Bei erneutem Beschuss an der Grenze zwischen dem Libanon und Israel hat es nach libanesischen Angaben am Dienstag mehrere Verletzte und einen Toten gegeben. Die libanesische Armee erklärte, dass bei einem israelischen Angriff auf einen Militärstandort im Grenzgebiet mindestens ein Soldat getötet worden sei. Es ist der erste libanesische Soldat, der in dem aktuellen Konflikt ums Leben gekommen ist. Aus Sicherheitskreisen im Libanon hieß es weiterhin, dass eine Person bei einem Angriff auf ein Wohnhaus verletzt worden sei. Das israelische Militär äußerte sich bisher nicht zu dem Vorfall. Der Beschuss folgte auf eine Reihe von Angriffen der libanesischen Hisbollah auf israelisches Gebiet.
Die UNO-Koordinatorin für humanitäre Angelegenheiten in den palästinensischen Gebieten, Lynn Hastings, erklärte, die Voraussetzungen für humanitäre Hilfe im Gazastreifen seien "nicht gegeben". "Möglicherweise wird sich ein noch höllischeres Szenario entfalten", warnte Hastings. "Es ist nirgendwo sicher in Gaza und man kann nirgendwo mehr hin", fügte sie hinzu.

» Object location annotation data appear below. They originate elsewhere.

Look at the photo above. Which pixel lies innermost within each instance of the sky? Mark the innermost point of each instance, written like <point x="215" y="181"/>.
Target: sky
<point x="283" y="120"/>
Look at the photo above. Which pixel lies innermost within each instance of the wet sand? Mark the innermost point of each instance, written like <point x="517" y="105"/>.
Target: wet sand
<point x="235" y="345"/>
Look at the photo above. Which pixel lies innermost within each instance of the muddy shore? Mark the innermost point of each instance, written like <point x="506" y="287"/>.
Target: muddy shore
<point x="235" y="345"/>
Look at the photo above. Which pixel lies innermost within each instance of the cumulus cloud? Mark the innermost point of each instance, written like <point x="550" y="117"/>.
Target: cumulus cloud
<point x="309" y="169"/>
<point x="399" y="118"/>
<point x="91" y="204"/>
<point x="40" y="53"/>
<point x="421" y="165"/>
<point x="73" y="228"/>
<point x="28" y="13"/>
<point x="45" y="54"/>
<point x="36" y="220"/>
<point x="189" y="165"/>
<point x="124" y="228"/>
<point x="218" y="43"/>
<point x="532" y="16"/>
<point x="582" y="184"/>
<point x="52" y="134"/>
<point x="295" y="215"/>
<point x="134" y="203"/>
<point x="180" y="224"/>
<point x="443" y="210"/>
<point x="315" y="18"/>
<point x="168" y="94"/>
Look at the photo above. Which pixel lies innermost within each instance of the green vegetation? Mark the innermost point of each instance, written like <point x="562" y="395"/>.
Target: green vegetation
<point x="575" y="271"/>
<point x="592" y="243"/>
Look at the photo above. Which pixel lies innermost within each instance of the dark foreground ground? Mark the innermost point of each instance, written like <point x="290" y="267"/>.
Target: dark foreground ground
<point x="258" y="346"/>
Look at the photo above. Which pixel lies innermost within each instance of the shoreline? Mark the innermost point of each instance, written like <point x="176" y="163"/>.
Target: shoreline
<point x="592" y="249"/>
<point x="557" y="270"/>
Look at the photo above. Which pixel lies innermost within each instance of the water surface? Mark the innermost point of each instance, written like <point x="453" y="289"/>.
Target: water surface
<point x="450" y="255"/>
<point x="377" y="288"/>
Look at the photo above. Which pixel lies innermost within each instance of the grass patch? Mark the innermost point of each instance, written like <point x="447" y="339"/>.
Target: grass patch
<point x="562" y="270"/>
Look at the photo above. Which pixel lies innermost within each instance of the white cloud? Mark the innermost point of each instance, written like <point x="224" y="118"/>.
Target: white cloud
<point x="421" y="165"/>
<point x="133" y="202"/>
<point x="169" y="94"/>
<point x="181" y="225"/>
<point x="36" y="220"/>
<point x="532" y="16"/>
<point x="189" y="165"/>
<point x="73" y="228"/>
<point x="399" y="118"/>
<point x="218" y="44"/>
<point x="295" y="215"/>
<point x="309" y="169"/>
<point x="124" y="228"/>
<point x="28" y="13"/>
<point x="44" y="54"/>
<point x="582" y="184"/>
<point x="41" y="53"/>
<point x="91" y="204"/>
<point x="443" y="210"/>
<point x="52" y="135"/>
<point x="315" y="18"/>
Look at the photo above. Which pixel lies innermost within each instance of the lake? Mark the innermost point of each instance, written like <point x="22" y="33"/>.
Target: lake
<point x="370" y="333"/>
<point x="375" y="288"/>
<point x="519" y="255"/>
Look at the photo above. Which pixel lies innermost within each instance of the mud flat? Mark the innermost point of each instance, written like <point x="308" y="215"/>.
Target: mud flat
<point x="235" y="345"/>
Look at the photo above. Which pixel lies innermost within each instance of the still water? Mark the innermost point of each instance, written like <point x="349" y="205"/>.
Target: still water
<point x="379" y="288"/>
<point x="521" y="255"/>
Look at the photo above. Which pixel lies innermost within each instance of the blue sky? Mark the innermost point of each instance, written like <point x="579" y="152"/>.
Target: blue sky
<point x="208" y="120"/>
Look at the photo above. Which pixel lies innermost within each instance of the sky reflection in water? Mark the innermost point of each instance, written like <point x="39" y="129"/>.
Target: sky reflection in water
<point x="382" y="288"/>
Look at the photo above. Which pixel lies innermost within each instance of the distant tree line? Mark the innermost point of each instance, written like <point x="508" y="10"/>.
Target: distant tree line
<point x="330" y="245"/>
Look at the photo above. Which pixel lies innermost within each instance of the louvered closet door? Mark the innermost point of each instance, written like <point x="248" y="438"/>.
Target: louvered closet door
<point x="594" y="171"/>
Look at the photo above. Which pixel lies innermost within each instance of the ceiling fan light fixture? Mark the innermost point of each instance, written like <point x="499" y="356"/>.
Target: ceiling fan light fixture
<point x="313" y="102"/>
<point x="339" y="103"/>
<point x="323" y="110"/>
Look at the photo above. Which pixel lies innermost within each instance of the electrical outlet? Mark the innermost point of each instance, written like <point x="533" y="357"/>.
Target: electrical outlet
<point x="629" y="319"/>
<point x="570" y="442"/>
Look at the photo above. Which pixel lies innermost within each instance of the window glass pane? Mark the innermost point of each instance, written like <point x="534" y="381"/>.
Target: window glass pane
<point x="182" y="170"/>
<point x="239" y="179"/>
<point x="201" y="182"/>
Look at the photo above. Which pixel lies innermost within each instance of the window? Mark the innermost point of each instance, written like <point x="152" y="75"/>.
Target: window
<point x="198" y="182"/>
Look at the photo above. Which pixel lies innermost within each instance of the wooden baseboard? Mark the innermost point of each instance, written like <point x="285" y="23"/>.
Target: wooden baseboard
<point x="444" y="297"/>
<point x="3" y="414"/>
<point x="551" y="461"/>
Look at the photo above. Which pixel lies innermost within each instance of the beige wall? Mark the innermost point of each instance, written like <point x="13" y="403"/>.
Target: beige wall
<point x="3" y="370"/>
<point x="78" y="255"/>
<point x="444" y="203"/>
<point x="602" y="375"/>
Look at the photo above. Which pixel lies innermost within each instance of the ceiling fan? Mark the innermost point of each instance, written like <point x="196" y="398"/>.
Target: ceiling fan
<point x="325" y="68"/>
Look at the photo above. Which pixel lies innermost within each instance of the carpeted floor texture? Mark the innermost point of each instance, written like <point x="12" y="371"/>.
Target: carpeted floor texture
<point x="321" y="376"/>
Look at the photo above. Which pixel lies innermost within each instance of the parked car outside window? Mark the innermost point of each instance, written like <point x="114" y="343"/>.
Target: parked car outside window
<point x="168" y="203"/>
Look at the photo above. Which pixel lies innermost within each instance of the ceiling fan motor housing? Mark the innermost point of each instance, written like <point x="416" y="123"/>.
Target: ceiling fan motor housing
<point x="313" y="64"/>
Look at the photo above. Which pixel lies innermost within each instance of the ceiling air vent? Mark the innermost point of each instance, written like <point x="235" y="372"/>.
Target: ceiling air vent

Unterdessen erklärte der Chef der Weltgesundheitsorganisation (WHO), Tedros Adhanom Ghebreyesus, die israelische Armee habe seine Organisation zur Räumung eines Lagers mit Hilfsgütern im Süden des Gazastreifens aufgerufen. Die israelische Armee wies dies zurück. "Von einem UNO-Vertreter würden wir zumindest mehr Genauigkeit erwarten", erklärte das Verteidigungsministerium auf X.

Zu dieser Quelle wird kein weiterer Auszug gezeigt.